Reference implementations and test data for the Unicode BIDI algorithm?

From: Harald Alvestrand (
Date: Thu Jun 07 2007 - 07:34:37 CDT

  • Next message: Christopher Fynn: "Re: Devanagari composing help needed"

    Having failed to find anything, I appeal to this list...

    as part of the (slowly moving) investigation into the requirements for
    using RTL scripts in domain names, I have been checking out the
    properties of the Unicode BIDI algorithm.

    One problem I have is that there seems to be a dearth of test datasets
    to test an implementation against; my investigation of the Unicode
    "reference" implementation has revealed that the C++ and C
    implementations are basically toys, fit for verifying an algorithm, but
    totally useless for real data; they assign random directional properties
    to the ASCII characters and use that for testing the algorithm.

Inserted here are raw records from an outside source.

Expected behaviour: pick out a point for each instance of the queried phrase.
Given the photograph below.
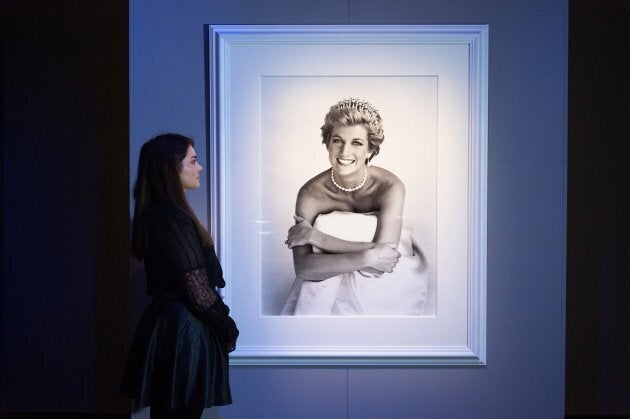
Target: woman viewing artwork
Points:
(352, 253)
(178, 360)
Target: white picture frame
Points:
(268, 89)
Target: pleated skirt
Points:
(175, 360)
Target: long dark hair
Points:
(158, 182)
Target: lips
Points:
(345, 162)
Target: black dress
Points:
(179, 353)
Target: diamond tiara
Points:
(358, 104)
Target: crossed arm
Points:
(341, 256)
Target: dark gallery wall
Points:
(598, 228)
(524, 376)
(65, 178)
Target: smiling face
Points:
(348, 149)
(189, 173)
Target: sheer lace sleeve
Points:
(200, 295)
(182, 250)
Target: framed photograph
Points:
(371, 142)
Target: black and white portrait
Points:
(368, 189)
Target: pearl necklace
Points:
(356, 188)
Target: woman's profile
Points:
(178, 360)
(351, 253)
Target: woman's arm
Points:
(342, 256)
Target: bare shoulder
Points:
(315, 187)
(388, 181)
(312, 197)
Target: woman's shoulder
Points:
(161, 212)
(316, 185)
(385, 177)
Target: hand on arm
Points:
(340, 256)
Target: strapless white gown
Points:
(400, 293)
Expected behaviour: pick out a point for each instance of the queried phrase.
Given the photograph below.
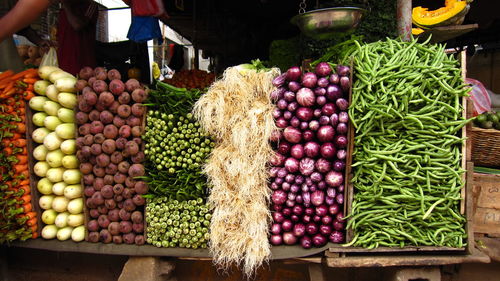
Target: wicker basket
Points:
(485, 147)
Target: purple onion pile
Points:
(307, 172)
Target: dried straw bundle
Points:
(237, 112)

    (I have not looked at the Java one).

    Can anyone point me at:

    1) An implementation of the Unicode BIDI algorithm that can take real
    Unicode data and return something that I can verify (either the list of
    characters in display order or the list of indexes to which I should
    remap the characters)?

    2) Some test dataset of "real" (linguistically sensible, not just random
    characters) that has been verified by hand to display as expected after
    running through the Bidi algorithm? (Ideal would be input/output pairs
    for the implementation above, of course)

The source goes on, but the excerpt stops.